In one of the motions filed by the State of Connecticut in December 2007, the State reiterated its strong stance against employers who fail to pay wages and commissions on time, even if the employer was going to pay the employees later because of financial difficulties: 

Under Connecticut law, any employer or any officer or agent of an employer or any other person authorized by an employer to pay wages who violates any provision of the Connecticut statutes governing the payment of wages may be fined not less than $2000.00 nor more than $5,000.00 or imprisoned not more than five years for each offense if the total amount of all unpaid wages owed to an employee is more than $2000.00. Conn. Gen. Stat. Sec. 31-71g(1)…Under Connecticut’s wage laws, it is no defense that the malfeasor later made restitution to the employees by paying the wages after they were due under state law. Under the law, late payment of wages incurs the same penalties as non-payment. 

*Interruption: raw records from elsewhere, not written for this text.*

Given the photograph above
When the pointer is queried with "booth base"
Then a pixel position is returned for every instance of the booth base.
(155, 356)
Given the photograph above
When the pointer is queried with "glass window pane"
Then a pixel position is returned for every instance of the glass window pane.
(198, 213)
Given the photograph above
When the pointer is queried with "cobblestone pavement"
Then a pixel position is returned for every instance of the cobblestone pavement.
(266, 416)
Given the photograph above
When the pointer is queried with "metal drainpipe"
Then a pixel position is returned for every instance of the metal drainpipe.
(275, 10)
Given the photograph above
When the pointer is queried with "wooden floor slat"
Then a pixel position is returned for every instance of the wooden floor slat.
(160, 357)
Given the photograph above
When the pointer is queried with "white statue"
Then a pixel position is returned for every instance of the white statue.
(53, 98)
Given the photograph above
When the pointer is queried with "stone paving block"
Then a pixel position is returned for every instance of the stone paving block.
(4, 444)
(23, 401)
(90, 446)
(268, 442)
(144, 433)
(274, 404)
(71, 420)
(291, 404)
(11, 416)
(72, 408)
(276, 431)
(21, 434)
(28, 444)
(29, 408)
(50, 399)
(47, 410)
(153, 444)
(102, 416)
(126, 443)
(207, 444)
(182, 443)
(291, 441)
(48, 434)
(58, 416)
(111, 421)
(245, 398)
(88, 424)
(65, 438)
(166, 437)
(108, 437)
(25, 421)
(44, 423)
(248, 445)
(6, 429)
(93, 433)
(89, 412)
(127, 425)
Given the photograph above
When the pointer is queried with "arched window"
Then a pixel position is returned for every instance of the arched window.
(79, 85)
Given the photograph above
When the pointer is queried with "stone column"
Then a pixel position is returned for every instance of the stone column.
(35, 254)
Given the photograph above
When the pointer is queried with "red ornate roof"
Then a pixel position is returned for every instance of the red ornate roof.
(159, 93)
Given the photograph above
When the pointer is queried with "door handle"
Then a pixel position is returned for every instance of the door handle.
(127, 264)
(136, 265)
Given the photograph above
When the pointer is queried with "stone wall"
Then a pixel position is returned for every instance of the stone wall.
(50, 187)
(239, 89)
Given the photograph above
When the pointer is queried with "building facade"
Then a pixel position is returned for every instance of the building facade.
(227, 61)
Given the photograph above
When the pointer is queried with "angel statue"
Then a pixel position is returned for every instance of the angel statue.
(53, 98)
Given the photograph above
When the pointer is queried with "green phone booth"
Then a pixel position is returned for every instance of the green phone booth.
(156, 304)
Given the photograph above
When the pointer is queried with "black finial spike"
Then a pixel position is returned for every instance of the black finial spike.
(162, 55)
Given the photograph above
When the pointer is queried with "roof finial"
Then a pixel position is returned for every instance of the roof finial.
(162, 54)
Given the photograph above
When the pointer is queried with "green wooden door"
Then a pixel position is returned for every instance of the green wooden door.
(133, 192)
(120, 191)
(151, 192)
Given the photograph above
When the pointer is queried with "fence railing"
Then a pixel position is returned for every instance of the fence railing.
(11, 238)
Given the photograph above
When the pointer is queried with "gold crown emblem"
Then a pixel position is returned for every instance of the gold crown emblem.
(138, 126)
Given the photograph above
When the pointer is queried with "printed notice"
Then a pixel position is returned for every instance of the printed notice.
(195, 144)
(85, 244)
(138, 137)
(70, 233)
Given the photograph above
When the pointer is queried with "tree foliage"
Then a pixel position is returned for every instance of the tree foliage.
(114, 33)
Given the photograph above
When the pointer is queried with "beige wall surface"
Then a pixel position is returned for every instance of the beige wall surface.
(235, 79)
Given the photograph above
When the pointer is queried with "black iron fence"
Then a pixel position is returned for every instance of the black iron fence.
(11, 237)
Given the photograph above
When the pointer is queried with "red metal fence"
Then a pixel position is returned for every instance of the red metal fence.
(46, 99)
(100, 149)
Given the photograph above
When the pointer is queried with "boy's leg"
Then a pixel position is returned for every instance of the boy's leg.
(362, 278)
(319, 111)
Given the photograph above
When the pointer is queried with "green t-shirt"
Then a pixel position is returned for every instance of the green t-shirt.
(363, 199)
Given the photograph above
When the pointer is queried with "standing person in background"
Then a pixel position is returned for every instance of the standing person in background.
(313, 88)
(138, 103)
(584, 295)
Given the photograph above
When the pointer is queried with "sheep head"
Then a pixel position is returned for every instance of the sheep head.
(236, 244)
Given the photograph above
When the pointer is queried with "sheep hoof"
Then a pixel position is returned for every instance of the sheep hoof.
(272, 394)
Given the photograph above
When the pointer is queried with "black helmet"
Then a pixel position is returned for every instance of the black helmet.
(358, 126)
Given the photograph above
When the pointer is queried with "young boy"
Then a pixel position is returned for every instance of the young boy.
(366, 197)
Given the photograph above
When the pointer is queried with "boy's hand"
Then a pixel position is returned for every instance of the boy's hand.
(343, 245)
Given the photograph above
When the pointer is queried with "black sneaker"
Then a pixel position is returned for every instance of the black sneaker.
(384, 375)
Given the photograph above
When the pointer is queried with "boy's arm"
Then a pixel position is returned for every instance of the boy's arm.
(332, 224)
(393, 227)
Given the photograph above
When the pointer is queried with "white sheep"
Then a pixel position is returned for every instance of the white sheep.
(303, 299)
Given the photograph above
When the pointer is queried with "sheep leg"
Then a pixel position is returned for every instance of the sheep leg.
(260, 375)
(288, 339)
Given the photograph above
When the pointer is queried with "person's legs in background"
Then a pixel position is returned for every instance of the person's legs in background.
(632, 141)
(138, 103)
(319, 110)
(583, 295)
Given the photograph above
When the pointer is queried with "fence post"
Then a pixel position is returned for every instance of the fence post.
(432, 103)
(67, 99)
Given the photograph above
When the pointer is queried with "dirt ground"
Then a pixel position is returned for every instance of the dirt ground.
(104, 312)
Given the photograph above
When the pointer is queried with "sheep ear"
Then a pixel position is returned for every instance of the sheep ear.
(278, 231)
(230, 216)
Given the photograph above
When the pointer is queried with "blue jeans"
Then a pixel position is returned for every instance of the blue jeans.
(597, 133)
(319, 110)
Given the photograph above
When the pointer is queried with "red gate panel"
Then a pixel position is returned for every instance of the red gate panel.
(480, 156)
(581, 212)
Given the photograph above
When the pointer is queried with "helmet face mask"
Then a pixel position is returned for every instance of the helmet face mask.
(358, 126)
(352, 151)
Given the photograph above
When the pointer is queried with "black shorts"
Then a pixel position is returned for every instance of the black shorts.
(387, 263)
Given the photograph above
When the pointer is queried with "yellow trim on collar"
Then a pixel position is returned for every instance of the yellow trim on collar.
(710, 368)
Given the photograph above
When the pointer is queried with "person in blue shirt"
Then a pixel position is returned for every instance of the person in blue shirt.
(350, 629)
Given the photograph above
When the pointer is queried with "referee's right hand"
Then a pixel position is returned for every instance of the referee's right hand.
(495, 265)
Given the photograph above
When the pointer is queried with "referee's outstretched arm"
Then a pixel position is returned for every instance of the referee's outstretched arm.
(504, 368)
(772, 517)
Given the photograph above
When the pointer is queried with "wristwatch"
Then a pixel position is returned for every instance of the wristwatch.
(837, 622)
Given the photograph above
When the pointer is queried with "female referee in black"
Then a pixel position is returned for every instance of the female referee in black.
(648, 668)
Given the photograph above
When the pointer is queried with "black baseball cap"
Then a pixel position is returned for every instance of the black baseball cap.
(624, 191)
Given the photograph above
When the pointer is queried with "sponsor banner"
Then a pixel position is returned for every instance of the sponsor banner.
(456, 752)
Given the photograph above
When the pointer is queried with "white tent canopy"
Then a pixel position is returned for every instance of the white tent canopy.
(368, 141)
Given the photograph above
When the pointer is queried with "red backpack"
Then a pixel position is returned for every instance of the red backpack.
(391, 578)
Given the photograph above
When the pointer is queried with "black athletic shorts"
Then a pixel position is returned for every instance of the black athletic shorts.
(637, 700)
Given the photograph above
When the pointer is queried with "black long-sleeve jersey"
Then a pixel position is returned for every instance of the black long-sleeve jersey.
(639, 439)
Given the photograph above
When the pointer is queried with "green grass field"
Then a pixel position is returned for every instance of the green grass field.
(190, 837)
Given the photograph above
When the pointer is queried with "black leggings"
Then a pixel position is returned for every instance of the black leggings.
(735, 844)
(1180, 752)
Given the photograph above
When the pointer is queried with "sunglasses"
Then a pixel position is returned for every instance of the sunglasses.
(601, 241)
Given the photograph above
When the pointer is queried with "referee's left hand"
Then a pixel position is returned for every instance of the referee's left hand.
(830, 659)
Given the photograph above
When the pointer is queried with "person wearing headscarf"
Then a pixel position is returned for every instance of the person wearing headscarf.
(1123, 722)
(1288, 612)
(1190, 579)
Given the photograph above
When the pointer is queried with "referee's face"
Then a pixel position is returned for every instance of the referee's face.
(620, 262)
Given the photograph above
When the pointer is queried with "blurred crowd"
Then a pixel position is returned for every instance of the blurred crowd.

A separate civil wage action was also announced by the state in a press release  back in February 2008. 

There is no doubt that the MLN and AIG cases are quite different and that using the MLN case as an analogy is not perfect. (The MLN case concerns sales commissions primarily, for example, while the AIG concerns retention or "stay" bonuses — which may or may not be "wages".)

But if the State was willing to go after an employer for failing to pay just $1.6M in wages and sales commissions, is it fair now to suggest to employers in Connecticut, like AIG, that they can now simply ignore obligations they make to their employees because they are going through financial difficulties and can’t really afford to pay them?

I look back on my September 2007 post about the MLN prosecution and can’t help but think of the irony of my last paragraph:

[T]he state’s continued pursuit of this employer demonstrates that failing to pay wages is one type of action that the state won’t tolerate. For employers in the state, its a good lesson and one that more employers would be wise to follow.